Elise Miller, MEd
Yesterday, I attended the memorial service of another friend who died from cancer. For most of his career (which was still very much in full gear), he went around the world working with governments and other agencies to reduce pollution from mining operations. He was dedicated to improving the health of those working in the mines, their families, and their communities. As I sat with his family and dear friends, I wondered whether the heavy metals and other toxins he had been exposed to on those trips might have contributed to the onset of his cancer. We’ll never know, but the World Cancer Report released last week by the World Health Organization stating that cancer rates are expected to increase by 57% worldwide in the next 20 years gave me pause.
The report indicated that within two decades cancer cases will rise from 14 million annually to 22 million, and deaths from cancer could rise from 8.6 million to 13 million annually. This could mean that health care systems around the world, many of which are already stretched to the point of breaking, will need significantly more resources to respond to this looming crisis.
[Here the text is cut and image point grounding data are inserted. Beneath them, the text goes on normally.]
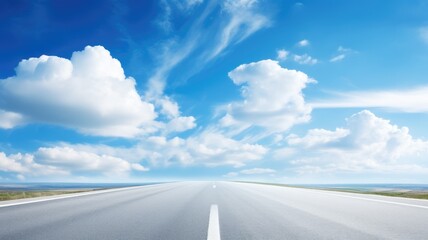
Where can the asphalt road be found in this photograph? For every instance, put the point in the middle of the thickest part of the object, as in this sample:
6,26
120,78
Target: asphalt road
214,210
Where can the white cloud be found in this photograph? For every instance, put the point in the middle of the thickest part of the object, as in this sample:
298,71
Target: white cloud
238,20
83,162
368,143
89,93
403,100
24,165
207,148
181,124
303,43
257,171
282,54
317,137
10,119
423,33
305,59
272,96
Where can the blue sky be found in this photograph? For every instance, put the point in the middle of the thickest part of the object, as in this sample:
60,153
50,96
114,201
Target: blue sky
279,91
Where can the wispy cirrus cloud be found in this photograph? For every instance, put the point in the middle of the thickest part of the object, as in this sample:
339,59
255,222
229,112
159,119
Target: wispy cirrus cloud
236,21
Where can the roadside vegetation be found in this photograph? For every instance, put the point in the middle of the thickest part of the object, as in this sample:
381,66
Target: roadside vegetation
391,193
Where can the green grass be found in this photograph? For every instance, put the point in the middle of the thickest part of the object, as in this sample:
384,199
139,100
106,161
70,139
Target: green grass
13,195
405,194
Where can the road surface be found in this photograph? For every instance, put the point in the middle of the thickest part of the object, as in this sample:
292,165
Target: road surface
216,210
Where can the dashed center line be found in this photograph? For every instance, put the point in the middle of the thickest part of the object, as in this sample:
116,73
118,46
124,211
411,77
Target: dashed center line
213,225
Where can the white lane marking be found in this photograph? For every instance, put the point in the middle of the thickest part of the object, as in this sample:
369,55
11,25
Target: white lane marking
378,200
214,225
68,196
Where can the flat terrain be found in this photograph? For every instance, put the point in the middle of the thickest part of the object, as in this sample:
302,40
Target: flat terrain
186,210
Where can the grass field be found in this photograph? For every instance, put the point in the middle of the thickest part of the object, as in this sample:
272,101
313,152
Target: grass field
390,193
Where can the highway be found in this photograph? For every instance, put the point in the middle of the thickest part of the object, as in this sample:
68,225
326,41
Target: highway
213,211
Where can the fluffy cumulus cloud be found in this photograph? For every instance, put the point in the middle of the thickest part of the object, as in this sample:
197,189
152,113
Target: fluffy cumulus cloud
22,165
89,93
272,96
305,59
341,54
282,54
207,148
63,161
367,143
303,43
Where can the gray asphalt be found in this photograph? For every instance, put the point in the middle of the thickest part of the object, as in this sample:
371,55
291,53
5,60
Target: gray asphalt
246,211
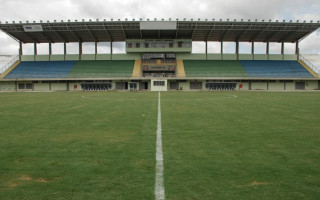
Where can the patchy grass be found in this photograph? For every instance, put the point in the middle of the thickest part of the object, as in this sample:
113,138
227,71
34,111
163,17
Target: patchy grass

This could also mean that many, many more people will be attending funerals and memorial services and will carry the grief of losing loved ones too soon.
In response to last week’s WHO report, Dr. Christopher Wild, director of the International Agency for Research on Cancer, said, “We cannot treat our way out of the cancer problem. More commitment to prevention and early detection is desperately needed in order to complement improved treatments and address the alarming rise in cancer burden globally.”
Notably, another report released by WHO some years ago stated that environmental risk factors play a role in more than 80% of all diseases, including cancer. In addition, nearly one quarter of all deaths related to the total disease burden can be attributed to the environment, and for children, that percentage increases to slightly more than one-third.
In the US, we can point to decreasing mortality rates from cancer because improved medical treatments allow people to live longer. But the incidence of certain cancers such as childhood leukemia and brain cancer, as well as other disease endpoints like diabetes and obesity, continue to rise alarmingly. As poorer countries become more developed, those populations are also expected to experience an increase in the burden of diseases associated with industrialized lifestyles.
Clearly this means that investing in prevention is more urgent than ever. We know that if preventable contributors to disease, such as environmental contaminants, are not addressed, some of us may live a bit longer if we’re fortunate enough to have access to good health care, but even then, the quality of those years may be sorely undermined by the struggle to manage the symptoms of chronic disease—not to mention the exorbitant medical expenditures and the emotional and social toll on the individual, their family, and community.
Will another report by WHO shift our global obsession with treating disease to a greater emphasis on prevention? Very likely not. Will we immediately implement prevention-oriented regulations in the wake of horrific chemical spills like the one in Charleston, West Virginia, a month ago? Probably not.
But I do believe that the dedicated efforts by each of us to press for prevention in health care, to press for stronger public health policies, to press for healthy environments for our children, and much more, do build a collective momentum in ways we cannot always see or understand. We will never know when the tipping point may come (or if it will happen in our lifetimes), but our work at every level of society can move us towards a world in which another WHO report might finally state that cancer rates have dropped by 57% and all chronic diseases are steadily on the decline.
I look forward to continuing to collaborate with all of you with that goal in mind.